Días después, reaparecen los sublevados con una columna mixta formada por tropas afines del Ejército, falangistas y carlistas, al mando del coronel Gistau, que intenta hacerse con el alto de Somosierra, siendo derrotados en la ascensión al puerto, gracias a la intervención de la aviación gubernamental (los sublevados no disponían de apoyo aéreo efectivo al estar casi todo el disponible en el Estrecho) blindados y artillería de montaña, consiguiendo hacerles retroceder hasta Cerezo de Abajo, donde instalan su cuartel general. Habían cometido el error de plantear la campaña como un paseo militar, sin cubrir adecuadamente los flancos, pagando muy caro el exceso de confianza.
El general Mola, entonces al mando del ejército sublevado (Franco no lo fue hasta el 1 de Octubre) toma cartas en elasunto y sustituye a Gistau por García Escámez, coronel de gran energía y capacidades tácticas. Con muy pocos medios y evidente arrojo, copan los flancos, especialmente el Alto de la Cebollera, y se hacen con el puerto el día 25 de Julio, provocando la desbandada en las tropas enemigas.
Sin embargo, a la altura de Piñuécar, cerca de Buitrago, han de detener su avance ante la enconada defensa de los partidarios de la República, que también hacen gala de valor y heroísmo. Es ahí donde se establece el frente, que apenas cambiará durante el conflicto.

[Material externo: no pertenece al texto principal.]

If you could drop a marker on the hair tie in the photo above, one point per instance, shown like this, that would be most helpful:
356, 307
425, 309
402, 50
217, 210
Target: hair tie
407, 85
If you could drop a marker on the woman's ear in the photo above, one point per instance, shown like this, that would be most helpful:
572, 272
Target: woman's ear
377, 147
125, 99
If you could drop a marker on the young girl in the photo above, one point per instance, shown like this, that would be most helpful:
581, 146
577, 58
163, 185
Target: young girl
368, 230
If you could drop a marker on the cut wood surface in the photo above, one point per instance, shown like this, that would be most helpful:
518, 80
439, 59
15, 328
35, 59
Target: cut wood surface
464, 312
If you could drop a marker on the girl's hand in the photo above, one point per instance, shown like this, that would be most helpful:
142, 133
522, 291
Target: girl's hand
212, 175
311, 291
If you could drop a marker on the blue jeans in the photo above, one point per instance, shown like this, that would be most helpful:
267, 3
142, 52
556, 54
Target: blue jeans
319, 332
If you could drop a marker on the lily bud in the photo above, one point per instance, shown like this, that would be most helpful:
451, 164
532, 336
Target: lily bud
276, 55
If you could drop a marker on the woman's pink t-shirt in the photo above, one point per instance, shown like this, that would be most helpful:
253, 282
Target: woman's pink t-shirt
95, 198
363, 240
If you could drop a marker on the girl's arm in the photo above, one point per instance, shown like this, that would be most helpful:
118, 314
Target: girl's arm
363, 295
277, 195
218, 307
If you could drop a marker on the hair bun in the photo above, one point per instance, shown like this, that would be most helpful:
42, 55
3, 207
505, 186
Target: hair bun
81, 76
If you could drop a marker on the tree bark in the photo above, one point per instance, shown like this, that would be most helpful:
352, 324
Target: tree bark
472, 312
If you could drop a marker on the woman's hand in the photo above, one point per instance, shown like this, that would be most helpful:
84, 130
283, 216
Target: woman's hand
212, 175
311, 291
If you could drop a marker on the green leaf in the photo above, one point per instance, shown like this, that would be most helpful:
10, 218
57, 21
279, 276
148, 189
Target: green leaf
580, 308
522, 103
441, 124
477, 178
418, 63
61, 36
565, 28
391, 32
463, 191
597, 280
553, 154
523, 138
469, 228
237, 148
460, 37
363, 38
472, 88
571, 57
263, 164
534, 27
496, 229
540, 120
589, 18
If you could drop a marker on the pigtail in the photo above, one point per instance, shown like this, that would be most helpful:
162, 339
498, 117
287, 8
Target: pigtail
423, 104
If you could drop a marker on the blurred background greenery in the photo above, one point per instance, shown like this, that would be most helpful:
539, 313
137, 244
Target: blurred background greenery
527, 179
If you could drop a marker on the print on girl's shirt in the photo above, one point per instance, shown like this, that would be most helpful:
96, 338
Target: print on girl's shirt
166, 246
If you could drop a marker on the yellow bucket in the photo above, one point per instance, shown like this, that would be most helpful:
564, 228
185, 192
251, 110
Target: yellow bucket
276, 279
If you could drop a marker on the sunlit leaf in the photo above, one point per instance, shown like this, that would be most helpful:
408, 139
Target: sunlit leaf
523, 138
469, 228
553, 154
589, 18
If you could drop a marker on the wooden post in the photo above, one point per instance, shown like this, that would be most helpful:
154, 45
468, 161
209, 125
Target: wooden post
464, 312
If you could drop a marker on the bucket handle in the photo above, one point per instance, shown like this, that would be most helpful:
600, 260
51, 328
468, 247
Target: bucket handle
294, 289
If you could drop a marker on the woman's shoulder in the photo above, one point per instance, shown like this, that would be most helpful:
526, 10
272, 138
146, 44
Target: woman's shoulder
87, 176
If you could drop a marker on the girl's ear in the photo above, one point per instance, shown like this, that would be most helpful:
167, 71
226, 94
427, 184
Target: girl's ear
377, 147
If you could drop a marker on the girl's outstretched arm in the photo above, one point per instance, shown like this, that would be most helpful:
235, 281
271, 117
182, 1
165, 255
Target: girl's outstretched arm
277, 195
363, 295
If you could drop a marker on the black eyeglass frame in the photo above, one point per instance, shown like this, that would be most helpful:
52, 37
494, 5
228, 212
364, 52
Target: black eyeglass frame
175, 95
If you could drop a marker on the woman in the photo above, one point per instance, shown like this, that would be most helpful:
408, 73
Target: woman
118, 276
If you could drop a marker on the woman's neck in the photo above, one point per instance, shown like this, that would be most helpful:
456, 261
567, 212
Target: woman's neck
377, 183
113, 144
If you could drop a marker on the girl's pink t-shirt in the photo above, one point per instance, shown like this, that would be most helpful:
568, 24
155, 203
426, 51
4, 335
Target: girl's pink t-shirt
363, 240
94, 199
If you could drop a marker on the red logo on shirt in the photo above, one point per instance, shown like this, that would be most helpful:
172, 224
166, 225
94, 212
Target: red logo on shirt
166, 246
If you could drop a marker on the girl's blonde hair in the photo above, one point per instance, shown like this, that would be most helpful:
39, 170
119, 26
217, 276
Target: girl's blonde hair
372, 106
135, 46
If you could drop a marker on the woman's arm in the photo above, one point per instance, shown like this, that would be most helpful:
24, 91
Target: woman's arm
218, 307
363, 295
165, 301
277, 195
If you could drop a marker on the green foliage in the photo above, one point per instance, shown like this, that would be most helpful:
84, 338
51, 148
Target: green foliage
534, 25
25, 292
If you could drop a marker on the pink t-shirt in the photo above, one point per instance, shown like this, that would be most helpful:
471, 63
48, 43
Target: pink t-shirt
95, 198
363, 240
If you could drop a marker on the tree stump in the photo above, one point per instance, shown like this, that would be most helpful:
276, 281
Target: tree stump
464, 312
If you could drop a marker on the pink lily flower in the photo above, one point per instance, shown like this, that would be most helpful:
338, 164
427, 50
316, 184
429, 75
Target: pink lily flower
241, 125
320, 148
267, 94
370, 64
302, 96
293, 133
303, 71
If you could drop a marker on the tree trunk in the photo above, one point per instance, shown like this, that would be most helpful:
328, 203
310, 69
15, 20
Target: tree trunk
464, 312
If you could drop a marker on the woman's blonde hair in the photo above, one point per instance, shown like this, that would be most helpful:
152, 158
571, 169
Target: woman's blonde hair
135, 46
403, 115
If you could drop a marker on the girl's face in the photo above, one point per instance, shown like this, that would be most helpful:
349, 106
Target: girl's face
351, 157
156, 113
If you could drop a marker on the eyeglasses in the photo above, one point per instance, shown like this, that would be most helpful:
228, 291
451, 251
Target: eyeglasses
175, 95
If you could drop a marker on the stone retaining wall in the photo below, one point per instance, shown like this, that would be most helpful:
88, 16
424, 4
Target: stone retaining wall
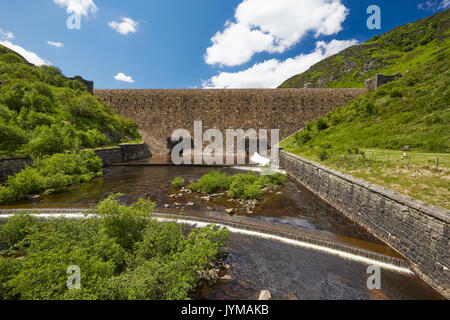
417, 230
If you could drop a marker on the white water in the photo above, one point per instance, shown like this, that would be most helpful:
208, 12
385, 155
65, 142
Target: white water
297, 243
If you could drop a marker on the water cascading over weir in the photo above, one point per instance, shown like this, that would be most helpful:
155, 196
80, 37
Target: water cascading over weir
160, 112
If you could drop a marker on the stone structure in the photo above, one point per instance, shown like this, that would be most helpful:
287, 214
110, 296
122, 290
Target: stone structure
87, 83
420, 232
160, 112
380, 79
11, 166
122, 153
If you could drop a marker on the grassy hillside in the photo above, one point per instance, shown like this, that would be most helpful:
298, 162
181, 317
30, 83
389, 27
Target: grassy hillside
399, 50
42, 112
365, 137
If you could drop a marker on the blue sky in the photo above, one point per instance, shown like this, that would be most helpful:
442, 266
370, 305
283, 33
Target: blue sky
187, 44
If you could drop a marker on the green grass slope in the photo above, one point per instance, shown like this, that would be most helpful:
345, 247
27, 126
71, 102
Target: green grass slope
367, 137
398, 50
42, 112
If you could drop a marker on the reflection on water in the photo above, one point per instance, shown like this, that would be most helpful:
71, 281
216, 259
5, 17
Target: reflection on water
257, 264
296, 207
294, 273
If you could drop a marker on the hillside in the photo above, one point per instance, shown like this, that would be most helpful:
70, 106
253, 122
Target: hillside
42, 112
397, 136
398, 50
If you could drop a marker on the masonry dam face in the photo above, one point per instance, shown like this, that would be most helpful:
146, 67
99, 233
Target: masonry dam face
160, 112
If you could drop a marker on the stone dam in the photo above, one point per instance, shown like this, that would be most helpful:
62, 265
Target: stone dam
160, 112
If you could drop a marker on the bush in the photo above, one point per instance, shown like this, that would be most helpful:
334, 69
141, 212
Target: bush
396, 93
237, 189
323, 155
303, 137
12, 138
321, 124
252, 191
241, 186
37, 104
213, 182
50, 174
178, 182
160, 262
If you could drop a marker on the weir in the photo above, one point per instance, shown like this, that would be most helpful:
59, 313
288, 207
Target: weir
299, 239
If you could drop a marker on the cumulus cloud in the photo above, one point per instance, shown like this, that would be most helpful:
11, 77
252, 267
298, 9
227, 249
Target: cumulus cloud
78, 7
434, 5
55, 44
28, 55
6, 34
126, 26
122, 77
273, 26
271, 73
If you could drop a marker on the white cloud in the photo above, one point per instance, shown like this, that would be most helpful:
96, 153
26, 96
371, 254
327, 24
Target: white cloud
271, 73
78, 7
122, 77
273, 26
126, 26
55, 44
6, 34
434, 5
28, 55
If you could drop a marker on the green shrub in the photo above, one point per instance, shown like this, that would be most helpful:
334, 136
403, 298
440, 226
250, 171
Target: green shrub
50, 174
323, 155
396, 93
321, 124
37, 104
160, 262
237, 189
12, 138
213, 182
303, 137
252, 191
241, 186
178, 182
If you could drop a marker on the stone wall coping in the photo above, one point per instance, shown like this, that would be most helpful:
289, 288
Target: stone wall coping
231, 90
429, 209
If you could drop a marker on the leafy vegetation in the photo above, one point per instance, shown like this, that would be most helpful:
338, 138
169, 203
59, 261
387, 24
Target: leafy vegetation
178, 182
410, 115
241, 186
399, 50
51, 174
42, 112
121, 256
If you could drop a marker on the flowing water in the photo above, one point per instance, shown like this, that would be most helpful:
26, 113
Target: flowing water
256, 264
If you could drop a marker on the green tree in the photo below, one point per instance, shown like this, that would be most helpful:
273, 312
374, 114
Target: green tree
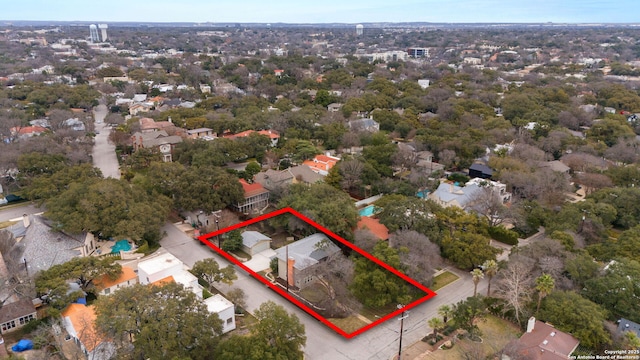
585, 321
544, 285
375, 286
467, 250
446, 312
252, 169
110, 207
233, 241
322, 203
467, 313
490, 270
209, 270
282, 332
436, 324
54, 282
617, 290
477, 275
161, 322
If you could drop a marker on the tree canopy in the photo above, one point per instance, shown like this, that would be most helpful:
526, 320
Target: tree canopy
160, 321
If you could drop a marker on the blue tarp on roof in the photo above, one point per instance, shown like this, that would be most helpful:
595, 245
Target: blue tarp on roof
22, 345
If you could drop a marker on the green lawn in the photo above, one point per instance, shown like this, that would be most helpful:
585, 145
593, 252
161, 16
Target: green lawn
5, 224
350, 324
443, 279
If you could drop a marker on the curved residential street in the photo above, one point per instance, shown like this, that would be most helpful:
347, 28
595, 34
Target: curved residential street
104, 153
380, 343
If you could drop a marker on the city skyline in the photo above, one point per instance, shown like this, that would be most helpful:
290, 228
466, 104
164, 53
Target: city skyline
331, 11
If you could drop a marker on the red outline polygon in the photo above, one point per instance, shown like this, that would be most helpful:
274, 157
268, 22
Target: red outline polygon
205, 239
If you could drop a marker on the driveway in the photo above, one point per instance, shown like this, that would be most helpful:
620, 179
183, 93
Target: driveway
379, 343
104, 153
261, 260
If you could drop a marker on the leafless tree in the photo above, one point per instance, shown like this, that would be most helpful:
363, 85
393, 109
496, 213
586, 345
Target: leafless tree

El Gobierno de la República designa al general Bernal como jefe del sector y forma un grupo de ingenieros y expertos al mando de Julián Diamante, ingeniero de Caminos, Canales y Puertos, para diseñar la línea defensiva, estableciéndose una segunda línea de frente a la altura de Lozoyuela, con numerosos fortines de artillería, refugios, trincheras, etc. Allí se encuentran descansando durante la hora de comer cuando ocurren los siguientes sucesos, en palabras del propio Julián Diamante:
“Llegó sofocado uno de los jefes del grupo, que modestamente se había prendido unos galones de sargento, casi sin aliento, nos dijo que nos atacaban desde Cabanillas de la Sierra, o sea por la retaguardia”.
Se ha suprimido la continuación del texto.